The Department of Information and Communications Technology (DICT) partnered with CitizenWatch Philippines to launch the tower monitoring project.

The initiative aims to accelerate the development of the country’s digital infrastructure by establishing a regular venue for close monitoring and troubleshooting of delays in the building of cell towers and related projects.

Stratbase partnered with the Italian Chamber of Commerce in the Philippines to host the “Building Digital Infrastructure for a Digital Philippines” virtual town hall last Thursday, March 11.

During the forum, Globe Telecom vice president for site acquisition and management Vince Tempongko started off the discussion by stressing that Globe is committed in investing in the country’s digital infrastructure.

The Ayala-owned telco is allocating P70 billion in capital expenditures for infrastructure growth, Tempongko said. The budget will be used to finance over 2,000 new cell towers, one million fiber-to-the-home lines, and an aggressive 5G roll-out.

There will be a specific focus on enhancing Voice over LTE (VoLTE) and Voice over WiFi (VoWiFi) for clearer voice calls, faster call setup, and almost zero dropped calls, according to Tempongko.

Smart Communications vice president and head of regulatory affairs Roy Ibay, on the other hand, said his company has earmarked investment of up to P92 billion for operation expenditures in 2021. These funds will also cover network expansion and improvements, Ibay said.

Both telco representatives said they encountered problems that impeded cell site rollout last year. These challenges ranged from homeowners associations prohibiting cell tower construction within their subdivisions due to resident’s health concerns, to LGUs excessive collection of regulatory fees and permit requirements that caused unnecessary delays.

Ashutosh Bhargava, business head of submarine cable manufacturer Prysmian Group, said that better Internet quality and security is not the only advantage of updating the Philippines fibre backbone. He said the lower carbon footprint of fibre lines would benefit the country’s development, too.

“The overall development of the Philippines, especially with the Philippines having 7,000 islands, can only happen when the remote areas of the Philippines are being developed,” Bhargava said.

Department of Information and Communications Technology (DICT) undersecretary for Digital Philippines Emmanuel Rey Caintac said the government has laid down various programs aimed at growing the fibre and cell tower buildout in areas private companies have difficulty reaching.

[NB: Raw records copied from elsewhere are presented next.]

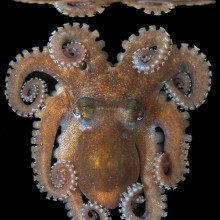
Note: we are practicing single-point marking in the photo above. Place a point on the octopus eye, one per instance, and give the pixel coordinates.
(133, 112)
(84, 109)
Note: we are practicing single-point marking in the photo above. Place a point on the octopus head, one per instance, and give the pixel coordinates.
(106, 156)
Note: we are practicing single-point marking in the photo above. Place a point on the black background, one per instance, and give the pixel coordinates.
(24, 26)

Two of these programs are the National Broadband Program and the Free WiFi project. The National Broadband Program seeks to upgrade the quality of Internet connectivity in the country via the Luzon Bypass Infrastructure and lighting up the NGCP fibre backbone.

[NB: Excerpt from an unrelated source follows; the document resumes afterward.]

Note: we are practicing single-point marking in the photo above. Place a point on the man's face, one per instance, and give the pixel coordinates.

As part of the program, the DICT is also exploring partnerships with LGUs and leasing the telecom industry’s excess capacities — otherwise known as dark fiber — to bring Internet to remote locations.

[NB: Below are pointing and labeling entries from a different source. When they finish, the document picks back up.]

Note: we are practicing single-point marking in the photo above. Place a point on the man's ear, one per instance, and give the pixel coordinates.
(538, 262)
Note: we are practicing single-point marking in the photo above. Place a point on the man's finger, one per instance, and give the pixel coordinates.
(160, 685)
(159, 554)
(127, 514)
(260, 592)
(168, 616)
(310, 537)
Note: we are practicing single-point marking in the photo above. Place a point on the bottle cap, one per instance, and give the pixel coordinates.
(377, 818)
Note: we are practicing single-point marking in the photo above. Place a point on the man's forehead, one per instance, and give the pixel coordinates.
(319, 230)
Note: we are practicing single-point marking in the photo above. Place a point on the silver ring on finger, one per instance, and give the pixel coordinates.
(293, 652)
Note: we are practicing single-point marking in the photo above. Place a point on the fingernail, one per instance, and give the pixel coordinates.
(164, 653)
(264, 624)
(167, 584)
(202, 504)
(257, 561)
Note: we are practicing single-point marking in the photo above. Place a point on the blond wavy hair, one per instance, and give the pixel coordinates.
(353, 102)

The Free WiFi Program, meanwhile, provides free WiFi sites by dispatching last mile connectivity. There was a 500-percent increase in free WiFi site activation last year as the government powered hospitals, rural health centers, Covid-19 facilities, and state-owned universities and colleges, Caintic claimed. This year, priority will be given to vaccination sites.

“Covid-19 has given us the opportunity. It has given us the opportunity and realization that people can sit wherever they want and work remotely. The great challenge among all these is the so called Internet connection speed,” said Dindo Manhit, president of Stratbase.

“The Philippine government should invest in building digital infrastructure alongside the private sector to cope with increasing demand for connectivity,” he said.